Part 23 : (Distance) Max & Blacky

MAX mendudukkan dirinya sembari menunduk dengan tangan bersangga di lutut.

Dirinya bersama dengan Robbert, Chris, dan Hans baru saja diomeli oleh petugas polisi yang memiliki mata berwarna biru es yang mengintrogasinya beberapa saat yang lalu.

Max benci ini,
padahal dia berpikir pak tua Robbert itulah yang salah karena membuat emosinya tersulut, tapi gara-gara dirinya akan memukul wajah pria tua itu, polisi langsung membuka sel mereka dan melerai keduanya dengan kasar.
Sedangkan Chris dan Hans yang juga melerai, sudah tak mempan baginya dan juga Robbert.

Seharusnya ia tak berada di sini.
Ya,
jika saja kekasihnya----Kelly tak mengungkapkan perbuatannya ketika gadis itu ditunjuk menjadi saksi, maka dia sekarang akan merebahkan diri di kasurnya yang empuk seraya bermain-main bersama Blacky.

Tunggu dulu,

Blacky...

Max langsung mengangkat kepalanya dan bergegas bangkit dari duduknya, pemuda itu kelihatan gelisah dan kini dirinya sedang menepuk-nepuk jeruji besi yang menghalangi dirinya untuk keluar.

"Petugas!
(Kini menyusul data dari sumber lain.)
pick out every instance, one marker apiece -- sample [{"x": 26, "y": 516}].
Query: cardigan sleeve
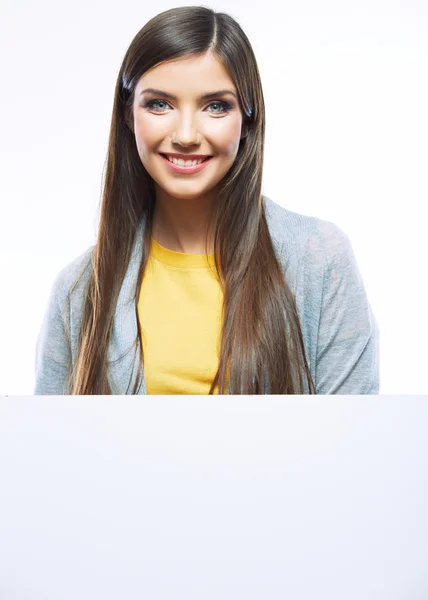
[
  {"x": 53, "y": 355},
  {"x": 347, "y": 356}
]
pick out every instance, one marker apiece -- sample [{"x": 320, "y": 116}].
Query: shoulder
[
  {"x": 318, "y": 241},
  {"x": 74, "y": 276}
]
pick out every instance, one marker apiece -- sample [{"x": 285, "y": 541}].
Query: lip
[{"x": 186, "y": 170}]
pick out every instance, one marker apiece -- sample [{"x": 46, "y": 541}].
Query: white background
[
  {"x": 203, "y": 498},
  {"x": 346, "y": 92}
]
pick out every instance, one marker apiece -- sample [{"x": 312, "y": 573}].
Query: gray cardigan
[{"x": 340, "y": 332}]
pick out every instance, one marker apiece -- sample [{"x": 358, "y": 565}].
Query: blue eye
[{"x": 224, "y": 105}]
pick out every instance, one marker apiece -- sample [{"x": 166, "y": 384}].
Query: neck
[{"x": 181, "y": 224}]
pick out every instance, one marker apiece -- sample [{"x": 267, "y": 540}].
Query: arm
[
  {"x": 347, "y": 360},
  {"x": 53, "y": 356}
]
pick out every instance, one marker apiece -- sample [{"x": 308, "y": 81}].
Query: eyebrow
[{"x": 172, "y": 97}]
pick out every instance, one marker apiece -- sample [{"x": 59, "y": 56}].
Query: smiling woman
[{"x": 197, "y": 283}]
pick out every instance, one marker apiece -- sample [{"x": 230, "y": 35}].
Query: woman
[{"x": 197, "y": 283}]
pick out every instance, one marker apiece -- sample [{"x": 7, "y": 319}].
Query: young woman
[{"x": 197, "y": 282}]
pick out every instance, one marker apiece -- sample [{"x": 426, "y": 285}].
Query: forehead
[{"x": 198, "y": 74}]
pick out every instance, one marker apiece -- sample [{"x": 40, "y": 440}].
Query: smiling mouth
[{"x": 166, "y": 156}]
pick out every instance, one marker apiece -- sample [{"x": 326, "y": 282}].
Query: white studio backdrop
[{"x": 346, "y": 91}]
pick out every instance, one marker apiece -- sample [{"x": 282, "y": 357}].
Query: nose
[{"x": 186, "y": 131}]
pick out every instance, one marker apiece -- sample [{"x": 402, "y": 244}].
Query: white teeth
[{"x": 183, "y": 163}]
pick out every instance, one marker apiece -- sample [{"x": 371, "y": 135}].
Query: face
[{"x": 177, "y": 119}]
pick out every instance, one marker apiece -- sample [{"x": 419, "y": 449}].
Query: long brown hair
[{"x": 262, "y": 348}]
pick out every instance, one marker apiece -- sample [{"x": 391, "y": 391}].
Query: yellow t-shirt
[{"x": 179, "y": 313}]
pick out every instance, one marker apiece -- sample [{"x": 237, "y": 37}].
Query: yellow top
[{"x": 179, "y": 313}]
Petugas!"
Teriak Max cukup kencang, yang berhasil membuat Robbert, Chris, dan juga Hans ikutan menghampiri pemuda bermata hazel tersebut.
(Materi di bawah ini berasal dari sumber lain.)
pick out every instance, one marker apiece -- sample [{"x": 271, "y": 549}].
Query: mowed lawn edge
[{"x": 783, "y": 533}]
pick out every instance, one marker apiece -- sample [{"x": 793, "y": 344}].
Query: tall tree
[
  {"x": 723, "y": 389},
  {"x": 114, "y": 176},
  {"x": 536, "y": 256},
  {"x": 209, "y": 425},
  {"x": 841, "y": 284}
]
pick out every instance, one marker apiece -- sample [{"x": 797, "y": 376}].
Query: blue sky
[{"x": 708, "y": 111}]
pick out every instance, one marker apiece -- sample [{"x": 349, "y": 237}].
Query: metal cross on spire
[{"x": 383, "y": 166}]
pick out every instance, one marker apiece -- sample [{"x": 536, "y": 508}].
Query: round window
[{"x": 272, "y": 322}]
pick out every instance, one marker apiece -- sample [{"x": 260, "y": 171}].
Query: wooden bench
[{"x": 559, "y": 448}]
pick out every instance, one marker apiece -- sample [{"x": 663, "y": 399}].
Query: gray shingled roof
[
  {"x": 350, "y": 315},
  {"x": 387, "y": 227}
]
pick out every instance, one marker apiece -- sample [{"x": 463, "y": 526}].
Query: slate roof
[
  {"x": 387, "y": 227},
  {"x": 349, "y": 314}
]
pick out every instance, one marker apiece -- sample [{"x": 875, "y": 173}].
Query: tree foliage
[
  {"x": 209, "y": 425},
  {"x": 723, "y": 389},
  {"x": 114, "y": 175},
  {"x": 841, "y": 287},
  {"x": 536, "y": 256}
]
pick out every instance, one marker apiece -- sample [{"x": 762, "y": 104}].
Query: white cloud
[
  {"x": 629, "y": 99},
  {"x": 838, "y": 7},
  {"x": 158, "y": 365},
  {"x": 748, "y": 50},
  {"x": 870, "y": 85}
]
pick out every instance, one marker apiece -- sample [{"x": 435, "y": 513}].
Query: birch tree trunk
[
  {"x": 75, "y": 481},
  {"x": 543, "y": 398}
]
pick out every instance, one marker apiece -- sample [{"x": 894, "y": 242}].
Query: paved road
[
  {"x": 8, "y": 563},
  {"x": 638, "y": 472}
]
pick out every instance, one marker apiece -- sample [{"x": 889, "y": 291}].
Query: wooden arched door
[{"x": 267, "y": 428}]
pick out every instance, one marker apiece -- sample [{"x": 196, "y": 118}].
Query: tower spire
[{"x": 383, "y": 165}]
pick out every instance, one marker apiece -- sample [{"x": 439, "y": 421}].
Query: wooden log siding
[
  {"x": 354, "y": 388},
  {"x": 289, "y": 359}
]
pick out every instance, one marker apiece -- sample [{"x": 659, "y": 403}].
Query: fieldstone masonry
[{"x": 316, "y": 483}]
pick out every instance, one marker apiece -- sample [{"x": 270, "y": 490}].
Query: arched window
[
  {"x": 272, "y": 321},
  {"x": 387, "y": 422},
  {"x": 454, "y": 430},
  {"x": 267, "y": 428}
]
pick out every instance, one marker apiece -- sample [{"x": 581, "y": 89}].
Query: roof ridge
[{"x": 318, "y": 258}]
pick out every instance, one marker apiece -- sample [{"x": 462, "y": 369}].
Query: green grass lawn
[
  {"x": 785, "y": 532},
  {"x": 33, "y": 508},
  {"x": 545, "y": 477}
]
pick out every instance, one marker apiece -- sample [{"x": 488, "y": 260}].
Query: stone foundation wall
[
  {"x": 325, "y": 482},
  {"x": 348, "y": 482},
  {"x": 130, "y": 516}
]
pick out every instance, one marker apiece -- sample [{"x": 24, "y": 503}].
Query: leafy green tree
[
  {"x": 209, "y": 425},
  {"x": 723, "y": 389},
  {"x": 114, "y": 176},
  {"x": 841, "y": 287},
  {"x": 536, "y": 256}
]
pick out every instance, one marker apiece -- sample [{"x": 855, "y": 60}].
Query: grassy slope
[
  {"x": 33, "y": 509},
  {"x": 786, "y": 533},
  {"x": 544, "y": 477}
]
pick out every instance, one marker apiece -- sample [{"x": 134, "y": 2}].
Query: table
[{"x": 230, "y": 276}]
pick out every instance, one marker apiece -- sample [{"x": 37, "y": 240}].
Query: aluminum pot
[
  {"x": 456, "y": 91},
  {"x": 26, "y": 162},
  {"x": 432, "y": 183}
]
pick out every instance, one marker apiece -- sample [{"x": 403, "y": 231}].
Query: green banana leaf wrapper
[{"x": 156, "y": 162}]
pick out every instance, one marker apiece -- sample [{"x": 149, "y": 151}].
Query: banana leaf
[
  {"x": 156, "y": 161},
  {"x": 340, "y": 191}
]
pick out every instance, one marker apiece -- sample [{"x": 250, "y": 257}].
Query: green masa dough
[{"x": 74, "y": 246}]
"Ada apa? Apa kau baik-baik saja?"
Tanya Chris memegang sebelah pundak Max, namun Max kelihatan tak menggubris pertanyaan lelaki blonde di sebelahnya.

"Petugas! Petugas! Cepatlah!"

Seorang petugas polisi bergegas berlari kecil menghampiri sel Max dengan wajah kusut, seperti habis bangun tidur.

"Kucingku! Kucingku! Bawa kucingku kemari!"

Robbert, Chris, dan Hans sontak saling berpandangan satu sama lain mendengar penuturan dari Max.
Sedangkan si petugas tadi langsung melongo disertai dengan alisnya yang bertaut.

"Apa maksudmu?"
Polisi itu mengatupkan mulutnya, kemudian mengucek matanya pelan.

"Dasar bodoh! Kau tak dengar?! Kubilang cepat bawa kucingku ke sini! Dia bisa mati kelaparan karena tak ada yang memberinya makan!"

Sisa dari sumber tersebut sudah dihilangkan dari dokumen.